The management-system clauses
Like other ISO management-system standards, ISO 42001 is structured around a familiar set of clauses:
- Context of the organisation: Understand your organisation, the interested parties, and the scope of your AI management system.
- Leadership: Demonstrate top-management commitment, establish an AI policy, and assign roles and responsibilities.
- Planning: Assess AI-related risks and opportunities, set objectives, and plan how to achieve them. This includes an AI risk assessment and, where relevant, AI system impact assessments.
- Support: Provide the resources, competence, awareness, communication, and documented information the system needs.
- Operation: Plan and control the processes that govern AI across its lifecycle, applying the necessary controls.
- Performance evaluation: Monitor and measure the system, conduct internal audits, and hold management reviews.
- Improvement: Address nonconformities and continually improve the management system.
These clauses define the ongoing operating system.
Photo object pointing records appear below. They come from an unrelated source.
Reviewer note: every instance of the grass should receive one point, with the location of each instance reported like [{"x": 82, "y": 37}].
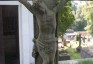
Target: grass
[
  {"x": 86, "y": 62},
  {"x": 73, "y": 53}
]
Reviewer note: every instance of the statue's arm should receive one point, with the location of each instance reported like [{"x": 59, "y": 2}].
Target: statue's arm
[
  {"x": 60, "y": 5},
  {"x": 28, "y": 5}
]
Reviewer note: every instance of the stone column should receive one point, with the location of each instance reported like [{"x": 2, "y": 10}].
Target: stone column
[{"x": 2, "y": 60}]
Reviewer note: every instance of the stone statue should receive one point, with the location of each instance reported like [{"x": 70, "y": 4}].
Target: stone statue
[{"x": 45, "y": 12}]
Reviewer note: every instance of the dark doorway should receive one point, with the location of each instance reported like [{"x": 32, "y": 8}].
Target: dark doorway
[{"x": 9, "y": 35}]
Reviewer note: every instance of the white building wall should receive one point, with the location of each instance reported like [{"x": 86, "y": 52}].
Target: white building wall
[
  {"x": 26, "y": 32},
  {"x": 27, "y": 36}
]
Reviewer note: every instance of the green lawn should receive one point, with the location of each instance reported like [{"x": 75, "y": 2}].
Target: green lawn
[
  {"x": 73, "y": 53},
  {"x": 86, "y": 62}
]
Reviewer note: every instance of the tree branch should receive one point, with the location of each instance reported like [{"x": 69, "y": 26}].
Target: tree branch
[
  {"x": 49, "y": 4},
  {"x": 27, "y": 5},
  {"x": 60, "y": 5}
]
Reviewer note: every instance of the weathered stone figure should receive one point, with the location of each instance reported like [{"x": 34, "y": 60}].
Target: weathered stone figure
[{"x": 45, "y": 12}]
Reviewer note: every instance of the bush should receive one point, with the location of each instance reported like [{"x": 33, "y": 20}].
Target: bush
[{"x": 86, "y": 62}]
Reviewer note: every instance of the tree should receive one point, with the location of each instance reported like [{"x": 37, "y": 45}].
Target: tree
[
  {"x": 87, "y": 13},
  {"x": 65, "y": 18},
  {"x": 45, "y": 12},
  {"x": 80, "y": 22}
]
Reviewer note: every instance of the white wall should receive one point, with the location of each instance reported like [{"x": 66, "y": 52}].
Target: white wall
[{"x": 25, "y": 32}]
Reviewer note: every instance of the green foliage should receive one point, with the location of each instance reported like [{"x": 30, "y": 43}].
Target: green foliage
[
  {"x": 86, "y": 62},
  {"x": 73, "y": 53},
  {"x": 65, "y": 18},
  {"x": 87, "y": 12},
  {"x": 80, "y": 22}
]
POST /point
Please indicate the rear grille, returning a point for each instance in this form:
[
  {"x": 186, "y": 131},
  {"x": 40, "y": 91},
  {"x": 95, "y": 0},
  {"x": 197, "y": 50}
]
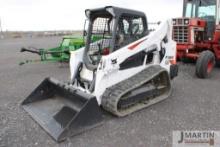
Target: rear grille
[{"x": 180, "y": 34}]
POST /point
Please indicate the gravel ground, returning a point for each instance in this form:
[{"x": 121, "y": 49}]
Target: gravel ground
[{"x": 193, "y": 105}]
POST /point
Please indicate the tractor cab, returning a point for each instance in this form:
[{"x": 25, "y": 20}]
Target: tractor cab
[
  {"x": 206, "y": 10},
  {"x": 115, "y": 28},
  {"x": 197, "y": 35}
]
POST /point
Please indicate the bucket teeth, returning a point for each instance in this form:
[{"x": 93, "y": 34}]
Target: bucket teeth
[{"x": 61, "y": 110}]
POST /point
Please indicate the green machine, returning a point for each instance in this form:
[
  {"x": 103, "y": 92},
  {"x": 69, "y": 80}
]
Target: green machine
[{"x": 57, "y": 54}]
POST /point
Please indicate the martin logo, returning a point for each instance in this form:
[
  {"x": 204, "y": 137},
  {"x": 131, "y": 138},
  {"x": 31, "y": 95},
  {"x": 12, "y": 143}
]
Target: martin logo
[{"x": 196, "y": 139}]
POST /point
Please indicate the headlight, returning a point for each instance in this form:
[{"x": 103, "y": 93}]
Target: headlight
[{"x": 186, "y": 22}]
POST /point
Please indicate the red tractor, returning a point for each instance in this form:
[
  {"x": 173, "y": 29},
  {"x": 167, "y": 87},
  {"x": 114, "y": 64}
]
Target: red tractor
[{"x": 197, "y": 35}]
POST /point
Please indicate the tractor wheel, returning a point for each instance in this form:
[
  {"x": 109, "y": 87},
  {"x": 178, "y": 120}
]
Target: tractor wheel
[{"x": 205, "y": 64}]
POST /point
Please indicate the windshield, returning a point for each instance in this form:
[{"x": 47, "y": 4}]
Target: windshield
[{"x": 205, "y": 9}]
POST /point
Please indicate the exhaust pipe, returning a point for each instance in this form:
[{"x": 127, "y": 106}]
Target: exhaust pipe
[{"x": 61, "y": 110}]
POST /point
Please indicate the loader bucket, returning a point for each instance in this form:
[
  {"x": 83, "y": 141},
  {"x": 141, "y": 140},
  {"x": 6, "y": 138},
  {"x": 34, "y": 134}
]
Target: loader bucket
[{"x": 61, "y": 110}]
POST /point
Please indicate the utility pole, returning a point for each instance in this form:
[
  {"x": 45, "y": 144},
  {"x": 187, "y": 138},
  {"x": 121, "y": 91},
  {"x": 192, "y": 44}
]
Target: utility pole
[{"x": 1, "y": 30}]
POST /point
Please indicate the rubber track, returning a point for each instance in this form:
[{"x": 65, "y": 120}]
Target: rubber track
[{"x": 113, "y": 94}]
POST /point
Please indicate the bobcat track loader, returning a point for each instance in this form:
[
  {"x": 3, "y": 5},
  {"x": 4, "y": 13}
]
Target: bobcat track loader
[{"x": 128, "y": 69}]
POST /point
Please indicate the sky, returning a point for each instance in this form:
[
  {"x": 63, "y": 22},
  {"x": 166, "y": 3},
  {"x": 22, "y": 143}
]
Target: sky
[{"x": 37, "y": 15}]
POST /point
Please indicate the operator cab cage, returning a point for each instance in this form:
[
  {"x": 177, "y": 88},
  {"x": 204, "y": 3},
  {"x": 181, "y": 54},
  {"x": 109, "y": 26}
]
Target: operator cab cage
[{"x": 114, "y": 28}]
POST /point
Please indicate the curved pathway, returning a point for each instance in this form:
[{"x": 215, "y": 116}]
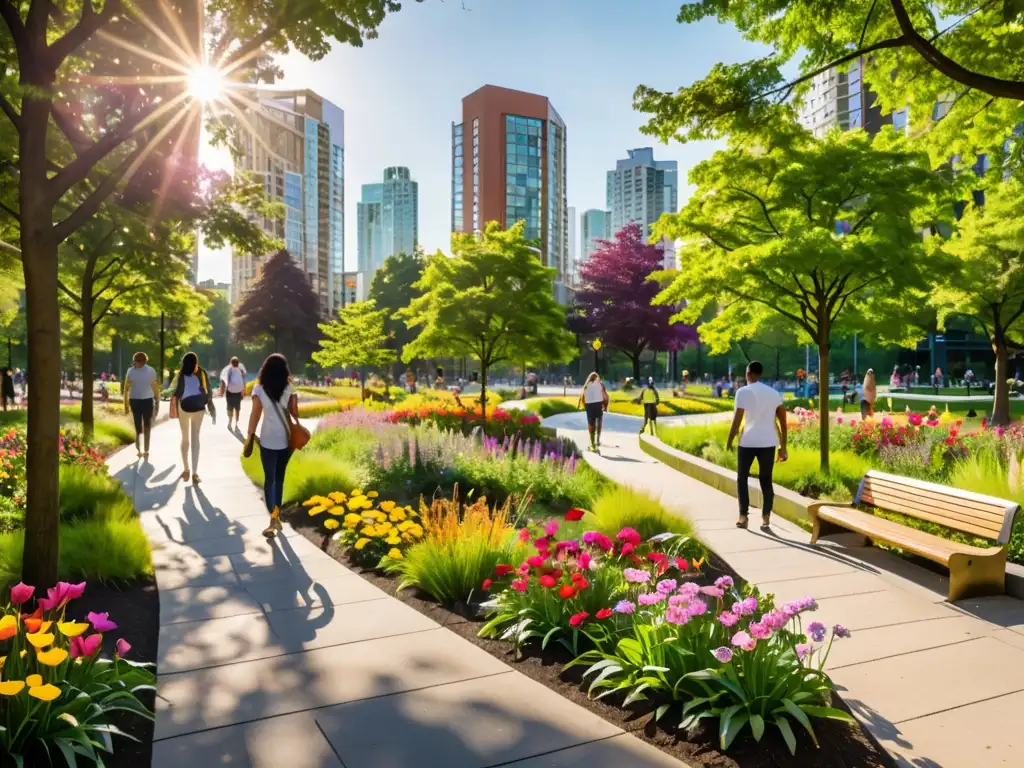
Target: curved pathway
[
  {"x": 938, "y": 684},
  {"x": 274, "y": 654}
]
They are common in shape to ISO 27001, which is why organisations with an existing ISMS find ISO 42001 familiar.
The AI-specific controls
Alongside the clauses, ISO 42001 includes an annex of controls specific to AI. These address areas such as AI risk management, the data used for AI, transparency and information for users, the AI system lifecycle, and the responsible use and oversight of AI. Organisations select and apply the controls relevant to their context, and document which they have applied and why, similar to the Statement of Applicability approach used in ISO 27001.
How the two parts work together
The clauses tell you how to run the management system; the controls tell you what specific AI risks to address within it. A certified organisation has both a working management system (the clauses) and the relevant AI-specific controls in place (the annex). Neither alone is sufficient: a strong management system that ignores AI-specific risks, or a set of controls without a system to run them, would not meet the standard.
Meeting the requirements in practice
The practical task is to build a real, operating management system and to apply the controls that fit your AI, then to keep both current and evidenced. The difficulty is sustaining this as your AI estate grows, since the risk assessments, controls, and evidence must stay connected to the systems they govern. Organisations that meet the requirements smoothly treat the management system as a living, connected practice rather than a set of documents assembled for an audit.
Key terms
- Management-system clauses
- The clauses (context, leadership, planning, support, operation, evaluation, improvement) common to ISO management standards.
- Annex A controls
- ISO 42001's AI-specific controls applied within the management system.
- Statement of Applicability
- The document recording which controls have been applied and why, including exclusions.
- Continual improvement
- The expectation that the system is monitored, audited, and improved over time.